A sealed flask at a pressure of 1.50 atmospheres contains dinitrogen tetroxide. The gas is found to have dissociated by 20.00 percent at 298 kelvin, as shown: N2O4 is in equilibrium with two NO2. What is the value of the equilibrium constant, 𝐾 𝑝, at 298 kelvin? Give your answer to two decimal places.

𝐾 𝑝 is the equilibrium constant for partial pressures. The equilibrium constant for partial pressures is the ratio between the partial pressures of the products and reactants at equilibrium.

Let’s consider a generic reaction equation where the lowercase letters represent stoichiometric coefficients and the uppercase letters represent chemical formulas. The 𝐾 𝑝 of this reaction can be calculated by dividing the partial pressures of the products by the partial pressures of the reactants, where each individual partial pressure is raised to the power of the respective stoichiometric coefficient. We can apply this understanding to the provided chemical reaction to construct an equation for the equilibrium constant for partial pressures. We find that 𝐾 𝑝 is equal to the partial pressure of NO2 squared divided by the partial pressure of N2O4.

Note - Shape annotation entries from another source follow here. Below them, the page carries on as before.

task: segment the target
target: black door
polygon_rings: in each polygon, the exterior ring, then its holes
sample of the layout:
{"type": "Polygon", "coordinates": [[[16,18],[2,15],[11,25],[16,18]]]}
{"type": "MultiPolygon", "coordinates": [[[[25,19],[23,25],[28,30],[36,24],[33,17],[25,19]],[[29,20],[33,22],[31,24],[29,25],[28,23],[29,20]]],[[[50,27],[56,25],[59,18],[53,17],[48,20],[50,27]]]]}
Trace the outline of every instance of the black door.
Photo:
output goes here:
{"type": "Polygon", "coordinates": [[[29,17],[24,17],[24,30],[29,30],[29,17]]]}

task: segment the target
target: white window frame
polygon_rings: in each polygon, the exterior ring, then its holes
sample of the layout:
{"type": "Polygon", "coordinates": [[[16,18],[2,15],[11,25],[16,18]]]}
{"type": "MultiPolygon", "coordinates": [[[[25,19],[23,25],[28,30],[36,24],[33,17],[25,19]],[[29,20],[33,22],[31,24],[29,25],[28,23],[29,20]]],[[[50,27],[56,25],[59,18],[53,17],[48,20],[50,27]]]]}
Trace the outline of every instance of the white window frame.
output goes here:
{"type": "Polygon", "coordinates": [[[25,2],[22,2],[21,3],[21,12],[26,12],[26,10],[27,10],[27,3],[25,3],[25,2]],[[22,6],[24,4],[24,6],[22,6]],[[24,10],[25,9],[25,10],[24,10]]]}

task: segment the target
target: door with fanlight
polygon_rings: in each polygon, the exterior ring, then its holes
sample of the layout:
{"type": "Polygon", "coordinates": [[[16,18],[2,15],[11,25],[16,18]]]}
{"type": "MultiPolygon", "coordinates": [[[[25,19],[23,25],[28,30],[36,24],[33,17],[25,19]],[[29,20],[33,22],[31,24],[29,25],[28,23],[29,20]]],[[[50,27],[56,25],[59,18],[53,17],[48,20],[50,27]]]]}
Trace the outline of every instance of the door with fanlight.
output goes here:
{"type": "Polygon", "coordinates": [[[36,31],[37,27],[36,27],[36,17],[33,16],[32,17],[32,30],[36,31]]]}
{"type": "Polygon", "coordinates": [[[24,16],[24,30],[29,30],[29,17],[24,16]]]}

We now have an equation for the equilibrium constant. But the question does not provide us with the partial pressures, so we’ll need to calculate these first.

Partial pressures are the pressures of individual gas components in a mixture. To calculate the partial pressure of a gas, we first need to know the mole fraction. The mole fraction is the amount of substance in moles divided by the total amount of all substances in the mixture also in moles. In this question, we haven’t been given the amount of moles of each species either. So before we can calculate the mole fractions and subsequently the partial pressures, we’ll need to calculate the number of moles of each species at equilibrium.

To help us, we can use the ICE method. In this method, we’ll record the initial number moles of each species involved in the reaction, the change in the number of moles, and the number of moles at equilibrium. Initially, we know that there will be zero moles of the product. But we don’t know how many moles of dinitrogen tetroxide were initially added to the flask. So let’s assume that we initially have one mole of reactant. In order to reach equilibrium, the number of moles of reactant will decrease by some amount that we can denote as 𝑥. Simultaneously, the number of moles of product will increase. We know from the balanced reaction equation that one mole of reactant will produce two moles of product. So the amount of product should increase by two times 𝑥.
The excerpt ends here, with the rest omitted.